The finance ministry placed its Mid-Year Review of the Economy before Parliament on Tuesday, the last day of the session. This is now a mandatory requirement under the Fiscal Responsibility and Budget Management (FRBM) Act, giving the country a chance to assess the state of the government’s finances against the backdrop of the overall macroeconomic environment. The Review estimates that growth during the current year will be 7 per cent or more, which is towards the optimistic end of the range, and probably an over-estimate. What this means is that, given that the economy grew by 7.8 per cent during the first two quarters of the year, the ministry expects it to grow by a significantly lower 6.2 per cent or thereabouts during the second half. But given how much the business tempo has changed after September, with sales falling in key sectors and prices on a downswing on account of lack of demand, the country will be lucky to reach the 7 per cent mark for the year as a whole. The second problem with the Review is that, while it discusses a number of domestic and external factors that will influence the performance of the economy over the coming months, it stops short of making a forecast for the next fiscal year. It is important to know what the government thinks on this issue, because many observers feel that the next year will be substantially worse than the current year.

The fiscal situation needs some attention, Going by the expenditure data till the end of September, ie, for the first half of the year, 45 per cent of Plan expenditure and 47 per cent of non-Plan budgetary allocations had been spent. This is not bad, but increasing government expenditure is a critical component of a policy response to slowing growth. Apart from the fiscal stimulus package that was announced earlier this month as well as a follow-up that is being anticipated, the government should focus on accelerating the disposition of resources that are already available to it through budgetary approval. The low-hanging fruit here are clearly ministries and departments that have spent a relatively small proportion of their budget allocations in the first half of the year. Of the larger ministries, the biggest laggard in spending is the human resource development ministry, which had spent only 30 per cent of its annual Plan allocation of over Rs 34,000 crore in the first six months. The ministries of power and panchayati raj, which had smaller but still substantial plan allocations, had spent only 20 per cent and 28 per cent, respectively, until end-September. The health and family welfare ministry had spent only 40 per cent of its Rs. 16,000 crore annual Plan allocation.
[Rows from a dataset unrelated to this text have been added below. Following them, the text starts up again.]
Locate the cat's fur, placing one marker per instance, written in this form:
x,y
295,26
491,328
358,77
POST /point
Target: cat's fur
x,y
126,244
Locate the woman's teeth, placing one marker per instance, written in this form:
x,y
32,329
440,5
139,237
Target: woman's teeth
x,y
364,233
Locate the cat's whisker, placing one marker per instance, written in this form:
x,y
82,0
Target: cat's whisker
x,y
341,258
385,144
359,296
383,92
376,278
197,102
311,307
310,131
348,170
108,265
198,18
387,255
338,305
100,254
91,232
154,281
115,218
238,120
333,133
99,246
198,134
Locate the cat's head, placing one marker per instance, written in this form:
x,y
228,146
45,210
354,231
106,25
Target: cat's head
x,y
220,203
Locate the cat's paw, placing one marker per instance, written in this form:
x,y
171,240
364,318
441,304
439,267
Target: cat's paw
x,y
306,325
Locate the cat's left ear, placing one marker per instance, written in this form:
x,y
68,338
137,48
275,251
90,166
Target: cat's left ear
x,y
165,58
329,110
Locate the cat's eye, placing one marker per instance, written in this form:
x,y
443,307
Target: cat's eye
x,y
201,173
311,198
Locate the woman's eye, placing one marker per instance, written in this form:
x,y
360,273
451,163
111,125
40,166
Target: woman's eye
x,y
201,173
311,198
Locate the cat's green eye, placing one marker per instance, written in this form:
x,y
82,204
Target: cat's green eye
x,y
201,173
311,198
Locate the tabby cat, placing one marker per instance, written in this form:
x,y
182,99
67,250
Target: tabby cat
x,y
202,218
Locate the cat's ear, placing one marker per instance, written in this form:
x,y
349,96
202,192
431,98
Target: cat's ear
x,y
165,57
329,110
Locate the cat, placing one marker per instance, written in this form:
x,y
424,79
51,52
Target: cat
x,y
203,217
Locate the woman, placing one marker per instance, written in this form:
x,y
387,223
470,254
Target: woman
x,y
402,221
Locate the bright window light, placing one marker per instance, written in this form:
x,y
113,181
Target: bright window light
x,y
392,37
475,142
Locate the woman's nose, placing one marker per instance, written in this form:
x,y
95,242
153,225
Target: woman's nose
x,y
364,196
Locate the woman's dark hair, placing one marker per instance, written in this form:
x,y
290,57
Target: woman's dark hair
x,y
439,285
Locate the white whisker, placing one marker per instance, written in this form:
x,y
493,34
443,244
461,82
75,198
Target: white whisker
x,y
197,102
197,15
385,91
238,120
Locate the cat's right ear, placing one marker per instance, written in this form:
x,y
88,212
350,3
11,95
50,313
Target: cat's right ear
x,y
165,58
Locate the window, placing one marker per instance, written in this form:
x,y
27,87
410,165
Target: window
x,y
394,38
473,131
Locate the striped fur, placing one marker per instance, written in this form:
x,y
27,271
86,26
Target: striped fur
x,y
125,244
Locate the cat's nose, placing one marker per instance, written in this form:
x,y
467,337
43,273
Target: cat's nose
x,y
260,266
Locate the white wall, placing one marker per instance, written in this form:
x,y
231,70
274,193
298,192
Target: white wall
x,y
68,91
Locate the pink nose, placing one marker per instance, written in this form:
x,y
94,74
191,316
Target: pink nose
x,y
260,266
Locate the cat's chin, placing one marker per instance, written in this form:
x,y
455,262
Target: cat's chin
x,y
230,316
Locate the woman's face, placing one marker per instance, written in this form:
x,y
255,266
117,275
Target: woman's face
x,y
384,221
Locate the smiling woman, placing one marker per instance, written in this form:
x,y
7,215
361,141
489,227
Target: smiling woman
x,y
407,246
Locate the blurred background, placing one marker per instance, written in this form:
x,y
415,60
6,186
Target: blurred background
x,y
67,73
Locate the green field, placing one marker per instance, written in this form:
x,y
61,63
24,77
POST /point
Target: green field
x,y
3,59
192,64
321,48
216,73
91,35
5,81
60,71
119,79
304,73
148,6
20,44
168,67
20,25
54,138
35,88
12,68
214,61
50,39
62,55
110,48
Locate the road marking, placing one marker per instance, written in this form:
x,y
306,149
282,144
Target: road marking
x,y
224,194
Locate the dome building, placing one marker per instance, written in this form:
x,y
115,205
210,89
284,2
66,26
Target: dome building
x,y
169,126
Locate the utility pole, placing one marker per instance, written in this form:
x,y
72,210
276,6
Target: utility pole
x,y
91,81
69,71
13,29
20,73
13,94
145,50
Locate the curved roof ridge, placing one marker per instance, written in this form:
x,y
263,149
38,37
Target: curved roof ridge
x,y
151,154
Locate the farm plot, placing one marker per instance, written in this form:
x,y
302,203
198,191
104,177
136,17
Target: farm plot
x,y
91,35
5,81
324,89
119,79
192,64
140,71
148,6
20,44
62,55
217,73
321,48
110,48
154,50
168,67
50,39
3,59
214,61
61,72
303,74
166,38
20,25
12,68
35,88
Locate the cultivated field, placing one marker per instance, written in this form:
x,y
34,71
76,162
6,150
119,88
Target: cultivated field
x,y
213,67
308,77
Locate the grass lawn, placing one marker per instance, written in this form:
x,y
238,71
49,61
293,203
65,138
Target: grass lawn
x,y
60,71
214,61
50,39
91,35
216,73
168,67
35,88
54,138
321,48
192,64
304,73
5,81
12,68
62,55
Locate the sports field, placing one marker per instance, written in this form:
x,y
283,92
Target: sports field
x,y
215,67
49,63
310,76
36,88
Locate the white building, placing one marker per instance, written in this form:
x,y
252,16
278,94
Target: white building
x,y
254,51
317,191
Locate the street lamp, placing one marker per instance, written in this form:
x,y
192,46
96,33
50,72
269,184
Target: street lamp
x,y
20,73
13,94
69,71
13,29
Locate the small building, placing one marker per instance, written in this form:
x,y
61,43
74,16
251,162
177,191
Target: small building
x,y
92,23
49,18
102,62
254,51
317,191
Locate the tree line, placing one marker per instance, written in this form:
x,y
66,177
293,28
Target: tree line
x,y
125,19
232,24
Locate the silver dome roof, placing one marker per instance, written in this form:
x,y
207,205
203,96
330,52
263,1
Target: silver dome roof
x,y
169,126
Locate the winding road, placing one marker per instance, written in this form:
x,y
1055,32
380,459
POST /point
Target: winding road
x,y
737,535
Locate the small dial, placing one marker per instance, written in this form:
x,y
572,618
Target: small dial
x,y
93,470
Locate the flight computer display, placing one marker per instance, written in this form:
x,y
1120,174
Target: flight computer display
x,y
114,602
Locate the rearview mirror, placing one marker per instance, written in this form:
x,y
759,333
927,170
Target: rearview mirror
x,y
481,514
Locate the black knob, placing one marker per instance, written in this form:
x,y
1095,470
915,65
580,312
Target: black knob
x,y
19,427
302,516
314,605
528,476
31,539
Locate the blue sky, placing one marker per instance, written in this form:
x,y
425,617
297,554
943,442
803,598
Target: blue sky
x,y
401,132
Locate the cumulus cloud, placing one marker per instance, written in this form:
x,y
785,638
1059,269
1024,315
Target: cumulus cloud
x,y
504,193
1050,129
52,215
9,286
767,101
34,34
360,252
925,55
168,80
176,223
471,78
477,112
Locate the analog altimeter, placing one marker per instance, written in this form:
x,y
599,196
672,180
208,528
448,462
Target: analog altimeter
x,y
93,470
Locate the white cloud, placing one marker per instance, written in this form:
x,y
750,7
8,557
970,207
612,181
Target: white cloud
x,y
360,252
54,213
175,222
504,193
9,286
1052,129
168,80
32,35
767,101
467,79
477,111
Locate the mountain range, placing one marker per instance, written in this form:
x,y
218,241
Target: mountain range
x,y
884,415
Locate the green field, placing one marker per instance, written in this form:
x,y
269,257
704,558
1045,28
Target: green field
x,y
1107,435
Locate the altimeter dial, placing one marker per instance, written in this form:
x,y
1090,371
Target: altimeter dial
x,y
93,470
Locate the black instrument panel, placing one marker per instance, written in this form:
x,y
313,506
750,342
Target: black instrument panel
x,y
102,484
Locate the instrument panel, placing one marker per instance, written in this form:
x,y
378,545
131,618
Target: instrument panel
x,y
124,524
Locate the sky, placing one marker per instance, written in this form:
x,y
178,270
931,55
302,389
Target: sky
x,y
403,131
The finance ministry, with a huge allocation of over Rs. 49,000 crore, had managed to spend 43 per cent of it. Only the ministries of rural development and urban development were significantly ahead of the clock with their Plan expenditures.

The essence of any fiscal stimulus is speed. There is little point in announcing new initiatives, even assuming the resources are available, if they are subject to the political and administrative constraints and bottlenecks that plague the system. The government must give priority to ensuring that money that has already been allocated is spent quickly. In particular, projects that involve construction activity, with all the industrial and employment linkages that they have, must be got off the ground as soon as possible.